Positive outcomes possible for patients who stop immune checkpoint inhibitor treatment
Patients with cancer who stop receiving PD-1/PD-L1 immune checkpoint inhibitor (ICI) treatment after achieving sustained disease control (SDC) can still experience positive outcomes, according to a retrospective study.
The study, which analyzed electronic health records of 204 cancer patients treated with ICI between 2014 and 2021, found that 44 patients (21.6%) who achieved SDC and stopped ICI therapy were eligible for inclusion in the study. Of those, 35 patients were included in the final analysis, with 14 stopping ICI treatment due to immune-related adverse events (irAE) and 21 stopping due to other reasons, such as completing 2 years of therapy or undergoing non-cancer related surgery.
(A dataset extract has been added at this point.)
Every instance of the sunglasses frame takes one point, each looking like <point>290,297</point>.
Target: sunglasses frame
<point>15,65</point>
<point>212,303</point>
The study found that 66% of patients experienced SDC, regardless of cancer type or development of irAE. Of the 14 patients who stopped ICI treatment due to irAE, 64% continued to show SDC and only 36% experienced progression of disease (PD). Of those who stopped due to other reasons, 62% continued to have SDC, and 38% experienced PD after stopping treatment. However, 7 of the 8 patients who experienced PD in this group were re-challenged with ICI, with 2 of them achieving disease control.
At a median follow-up of 21.3 months from stopping ICI therapy, 71% of the patients from the irAE group and 61.9% from the non-irAE group remained in DC and had not experienced PD.
Sharma H, Moturi KR, Pankratz VS, et al. Outcomes of responders to PD-1/PD-L1 inhibitors who discontinue therapy after sustained disease control. J Cancer Res Clin Oncol. 2023;doi: 10.1007/s00432-023-04812-0. Epub ahead of print. PMID: 37115270.